Search code examples
pythonyamlpyyamlruamel.yaml

ruamel.yaml: How to preserve structure of dict in YAML


I am using ruamel.yaml to edit YAML files and dump them. I need help on how to keep the structure the same as the original file,

I have a YAML file which has the content below, however, this content is not being modified, but when I load and dump it after editing the structure of this content changes

    parameters: {
      "provision_pipeline": "provision-integrations",
      "enable_sfcd_ds_argo_operator": "false",
      "clustermanagement_helm_values_path": "sam/sam-helm-charts/kube-node-recycler-0.0.4-273/values.nodepool.yaml"
    }

However, after I dump the structure of this is changed to the format below:

    parameters: {"provision_pipeline": "provision-integrations", "enable_sfcd_ds_argo_operator": "false",
      "clustermanagement_helm_values_path": "sam/sam-helm-charts/kube-node-recycler-0.0.4-273/values.nodepool.yaml"}

Code:

def addTargetToBaseIntegFileAndUpdate(deploymentTarget, fi, env, samvmf_repo, folder, pipelineversionintegration, basefile):
    yamldata = OrderedDict()
    ryaml = rumel.yaml.YAML()
    ryaml.preserve_quotes = True
    ryaml.default_flow_style = False
    ryaml.indent(mapping=2)
        
    with open(basefile, "r") as file:
        yamldata = ryaml.load(file)
        deploymentTargets = yamldata["targets"]["stagger_groups"]
        target = ""
        doesFIExist = False
        fi_index = 0

        for index, sg in enumerate(deploymentTargets):
            if sg["name"] == env.lower():
                target = deploymentTargets[index]
                for i, fi_item in enumerate(target["falcon_instances"]):
                    if fi_item["name"] == fi.lower():
                        fi_index = i
                        doesFIExist = True
                        break
                if doesFIExist:
                    yamldata["targets"]["stagger_groups"][index]["f_instances"][fi_index]["f_domains"].append(deploymentTarget["f_instances"][0]["f_domains"][0])
                else:
                    yamldata["targets"]["stagger_groups"][index]["f_instances"].append(deploymentTarget["f_instances"][0])
                break

    with open(basefile, "w") as fileobj:
        ryaml.dump(yamldata, fileobj)

Solution

  • ruamel.yaml doesn't preserve newlines between flow style mapping elements. The only thing affecting these is yaml.width so you get a wrap on lines that are getting to long. E.g. with your input, if you set the width to 40, you'll get:

    parameters: {"provision_pipeline": "provision-integrations",
      "enable_sfcd_ds_argo_operator": "false",
      "clustermanagement_helm_values_path": "sam/sam-helm-charts/kube-node-recycler-0.0.4-273/values.nodepool.yaml"}
    

    But there is no control that gets you the first key-value pair on a new line, nor that you get a closing curly brace on a line of its own.

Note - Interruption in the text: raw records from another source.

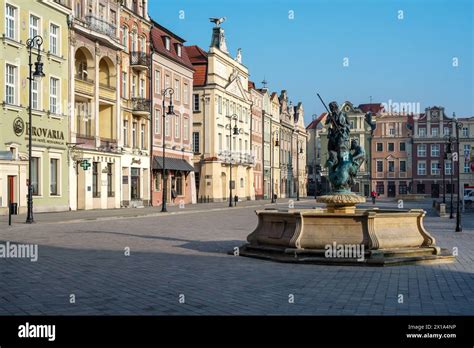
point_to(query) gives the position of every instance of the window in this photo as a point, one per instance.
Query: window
(54, 95)
(34, 27)
(434, 150)
(391, 166)
(179, 185)
(125, 37)
(379, 188)
(447, 168)
(35, 175)
(177, 127)
(53, 39)
(110, 187)
(10, 84)
(134, 134)
(95, 180)
(186, 129)
(403, 166)
(157, 181)
(195, 102)
(124, 84)
(157, 81)
(53, 182)
(142, 88)
(142, 136)
(177, 92)
(125, 133)
(35, 95)
(402, 188)
(10, 22)
(379, 166)
(167, 126)
(196, 142)
(422, 150)
(186, 93)
(435, 168)
(157, 121)
(421, 168)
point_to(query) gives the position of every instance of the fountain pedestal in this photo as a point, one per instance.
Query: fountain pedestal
(385, 237)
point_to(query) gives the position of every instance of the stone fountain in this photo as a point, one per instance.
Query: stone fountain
(341, 233)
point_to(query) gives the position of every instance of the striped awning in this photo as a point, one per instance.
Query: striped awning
(172, 164)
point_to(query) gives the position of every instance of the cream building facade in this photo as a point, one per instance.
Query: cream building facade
(220, 95)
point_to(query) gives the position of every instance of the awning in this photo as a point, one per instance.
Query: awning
(172, 164)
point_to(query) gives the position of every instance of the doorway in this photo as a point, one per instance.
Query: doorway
(135, 184)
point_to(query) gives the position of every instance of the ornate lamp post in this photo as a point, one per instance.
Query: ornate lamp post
(458, 125)
(232, 131)
(32, 43)
(166, 92)
(298, 153)
(272, 150)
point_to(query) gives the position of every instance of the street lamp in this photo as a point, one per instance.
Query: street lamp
(458, 125)
(166, 92)
(232, 131)
(299, 152)
(274, 143)
(32, 43)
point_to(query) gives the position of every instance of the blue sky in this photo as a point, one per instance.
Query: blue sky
(407, 60)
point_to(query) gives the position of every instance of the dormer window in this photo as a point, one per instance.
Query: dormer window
(167, 43)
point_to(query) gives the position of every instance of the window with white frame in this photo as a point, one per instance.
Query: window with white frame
(157, 81)
(10, 21)
(157, 121)
(10, 84)
(186, 129)
(54, 39)
(54, 95)
(447, 167)
(177, 92)
(124, 84)
(53, 182)
(434, 150)
(34, 27)
(186, 93)
(176, 127)
(421, 150)
(421, 168)
(35, 96)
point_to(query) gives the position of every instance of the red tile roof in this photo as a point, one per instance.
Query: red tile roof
(374, 108)
(158, 34)
(316, 121)
(198, 58)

    Your addition ryaml.default_flow_style = False only affects completely new dicts and list that you add to the data structure.

    You should consider switching to block style and drop all non-essential quotes, that makes the YAML both less verbose and more readable. For the program that loads the data this makes no difference, and conversion is easily done by loading in normal safe mode (which does not set block/flow-style information on the loaded data):

    import sys
    import pathlib
    import ruamel.yaml
    
    basefile = pathlib.Path('input.yaml')
    
    data = ruamel.yaml.YAML(typ='safe').load(basefile)
    yaml = ruamel.yaml.YAML()
    yaml.dump(data, sys.stdout)
    

    which gives:

    parameters:
      provision_pipeline: provision-integrations
      enable_sfcd_ds_argo_operator: 'false'
      clustermanagement_helm_values_path: sam/sam-helm-charts/kube-node-recycler-0.0.4-273/values.nodepool.yaml
    

    The string scalar 'false' needs to get quoted in order not to be confused with the boolean false.

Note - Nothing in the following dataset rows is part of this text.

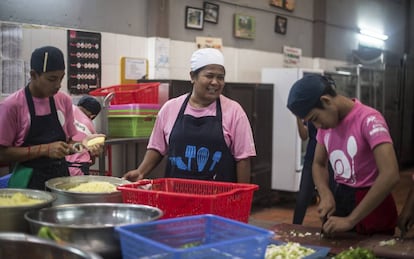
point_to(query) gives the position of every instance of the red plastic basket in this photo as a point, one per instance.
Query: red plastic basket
(133, 93)
(183, 197)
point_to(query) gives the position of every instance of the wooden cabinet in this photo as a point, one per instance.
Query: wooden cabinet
(257, 102)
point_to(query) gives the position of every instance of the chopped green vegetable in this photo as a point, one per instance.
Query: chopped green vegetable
(289, 250)
(191, 244)
(46, 233)
(356, 253)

    If the above improvement is unacceptable, e.g. if further processing is done with something else than a full YAML parser, you can post-process the output:

    import sys
    import pathlib
    import ruamel.yaml
    
    basefile = pathlib.Path('input.yaml')
    
    def splitflowmap(s):
        res = []
        for line in s.splitlines():
            if ': {' in line and line[-1] == '}':
                start, rest = line.split(': {', 1)
                start = start + ': {'
                indent = '  '  # two spaces more than the start
                for idx, ch in enumerate(start):
                    if ch != ' ':
                        break
                    indent += ' '
                res.append(start)
                rest = rest[:-1]  # cut of }\n
                for x in rest.split(', '):  # if you always have quotes it is safer to split on '", "'
                    res.append(f'{indent}{x},')
                res[-1] = res[-1][:-1]  # delete trailing comma
                res.append(f'{indent[2:]}}}')  # re-add the cut of }\n on a line of its own
                continue
            res.append(line)
        return '\n'.join(res) + '\n'
    
    yaml = ruamel.yaml.YAML()
    yaml.preserve_quotes = True
    yaml.width = 2**16
    data = yaml.load(basefile)
    yaml.dump(data, sys.stdout, transform=splitflowmap)
    

    which gives:

    parameters: {
      "provision_pipeline": "provision-integrations",
      "enable_sfcd_ds_argo_operator": "false",
      "clustermanagement_helm_values_path": "sam/sam-helm-charts/kube-node-recycler-0.0.4-273/values.nodepool.yaml"
    }